Die Nachfrage nach Bauland ist ungebrochen groß, für Häuslebauer ist besonders die Stadt Aach interessant. Deshalb sind Gemeinderat und Verwaltung darum bemüht, neue Flächen zu erschließen. Für die Erweiterung des Baugebiets Längenberg Ost legte Andreas Wieser vom gleichnamigen Architektur- und Planungsbüro in Hilzingen dem Gemeinderat in der jüngsten Sitzung nach einigen Vorberatungen den ersten Bebauungsplanentwurf vor. Rund 50 neue Grundstücke sollen auf einem Areal von 2,8 Hektar im Erweiterungsgebiet beim Sportplatz und Gewerbegebiet erschlossen werden.

Vorgesehen sind auf Grundstücken von 450 bis 1000 Quadratmetern Ein- und Mehrfamilien-, Reihen- und Doppelhäuser sowie Gebäude mit Wohneinheiten für gewerbliche Nutzung. Im Erweiterungsgebiet plant Wieser also mit einem facettenreichen Wohn- und Gewerbeangebot. Bei Letzterem ist nicht an produzierendes Gewerbe gedacht, sondern an kleine Dienstleistungsunternehmen wie Büros, Nagelstudios oder etwa Praxen. Im Plangebiet entstehen ein allgemeines Wohngebiet und ein sogenanntes urbanes Gebiet, in dem auch gewerbliche Nutzung möglich ist.

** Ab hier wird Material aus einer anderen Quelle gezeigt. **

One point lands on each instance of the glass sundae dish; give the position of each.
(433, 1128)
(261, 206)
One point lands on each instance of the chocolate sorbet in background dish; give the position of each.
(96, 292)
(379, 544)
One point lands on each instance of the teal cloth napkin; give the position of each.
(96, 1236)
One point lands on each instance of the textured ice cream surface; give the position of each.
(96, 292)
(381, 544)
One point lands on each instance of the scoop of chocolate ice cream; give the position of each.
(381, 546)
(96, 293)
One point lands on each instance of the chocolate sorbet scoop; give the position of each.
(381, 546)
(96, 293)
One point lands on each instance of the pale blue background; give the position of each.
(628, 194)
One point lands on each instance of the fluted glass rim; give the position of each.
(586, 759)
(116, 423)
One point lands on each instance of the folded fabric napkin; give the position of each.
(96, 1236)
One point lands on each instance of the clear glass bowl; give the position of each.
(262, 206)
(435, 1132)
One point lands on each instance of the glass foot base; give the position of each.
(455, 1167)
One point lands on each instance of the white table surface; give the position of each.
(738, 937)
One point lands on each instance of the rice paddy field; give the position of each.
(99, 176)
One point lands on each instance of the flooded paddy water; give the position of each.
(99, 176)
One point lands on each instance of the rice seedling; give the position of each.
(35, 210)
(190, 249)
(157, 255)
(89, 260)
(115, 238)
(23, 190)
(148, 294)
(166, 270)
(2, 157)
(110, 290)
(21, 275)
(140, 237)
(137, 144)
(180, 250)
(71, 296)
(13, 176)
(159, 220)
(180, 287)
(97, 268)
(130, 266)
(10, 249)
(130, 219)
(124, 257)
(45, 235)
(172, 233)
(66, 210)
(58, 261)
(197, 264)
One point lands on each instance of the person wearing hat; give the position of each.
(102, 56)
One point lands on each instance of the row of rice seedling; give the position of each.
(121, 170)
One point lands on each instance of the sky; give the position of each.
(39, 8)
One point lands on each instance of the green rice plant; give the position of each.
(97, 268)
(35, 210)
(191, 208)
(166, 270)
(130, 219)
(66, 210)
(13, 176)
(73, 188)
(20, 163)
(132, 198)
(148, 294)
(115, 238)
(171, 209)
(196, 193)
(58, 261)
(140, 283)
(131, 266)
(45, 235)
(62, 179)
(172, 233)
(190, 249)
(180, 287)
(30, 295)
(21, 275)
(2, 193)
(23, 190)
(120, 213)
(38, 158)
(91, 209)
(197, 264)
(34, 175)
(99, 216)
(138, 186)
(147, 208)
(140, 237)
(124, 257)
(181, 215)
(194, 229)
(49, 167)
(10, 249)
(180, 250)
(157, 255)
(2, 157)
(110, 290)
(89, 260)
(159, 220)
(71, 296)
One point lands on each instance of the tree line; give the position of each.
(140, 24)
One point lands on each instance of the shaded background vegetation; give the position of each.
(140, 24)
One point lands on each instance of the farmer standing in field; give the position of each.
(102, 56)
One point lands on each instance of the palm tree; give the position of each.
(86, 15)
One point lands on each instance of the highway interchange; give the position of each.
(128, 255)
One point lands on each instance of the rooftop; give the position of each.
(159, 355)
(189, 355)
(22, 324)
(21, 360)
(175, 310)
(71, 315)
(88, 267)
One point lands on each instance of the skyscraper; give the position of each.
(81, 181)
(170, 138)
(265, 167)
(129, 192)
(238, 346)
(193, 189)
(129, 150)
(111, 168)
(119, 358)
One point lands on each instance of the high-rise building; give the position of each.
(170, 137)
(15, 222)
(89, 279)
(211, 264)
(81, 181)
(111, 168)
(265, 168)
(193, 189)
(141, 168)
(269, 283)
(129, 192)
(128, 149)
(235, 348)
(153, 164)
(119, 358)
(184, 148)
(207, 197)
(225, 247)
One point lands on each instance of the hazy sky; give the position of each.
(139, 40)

Unstrittig war die Frage nach der Straßenführung: Die Räte stimmten für die Fortsetzung der Maria-Theresia-Straße aus den beiden ersten Bereichen des Neubaugebiets. Einig war man sich ebenso darüber, für die Mehrfamilienhäuser in den beiden ersten Baureihen nur Flachdächer zuzulassen. Über die Anzahl der Wohnungen soll sich das Planungsbüro noch einmal Gedanken machen, so der Auftrag des Gemeinderats. Die Stadt erwägt, Planung, Koordination und Bauabwicklung einem Erschließungsträger zu übertragen. Ob und wer es realisieren soll, wird in einer der kommenden Sitzungen beraten.

Wie groß die Nachfrage nach Bauland in Aach ist, lässt sich an Zahlen ablesen: Die 27 Bauplätze im ersten Abschnitt des Gebiet Längenberg Ost waren 2008 bereits vergriffen, die 22 Grundstücke im zweiten Abschnitt waren 2013 verkauft. "Fast täglich gehen Anfragen ein", sagt Bürgermeister Severin Graf.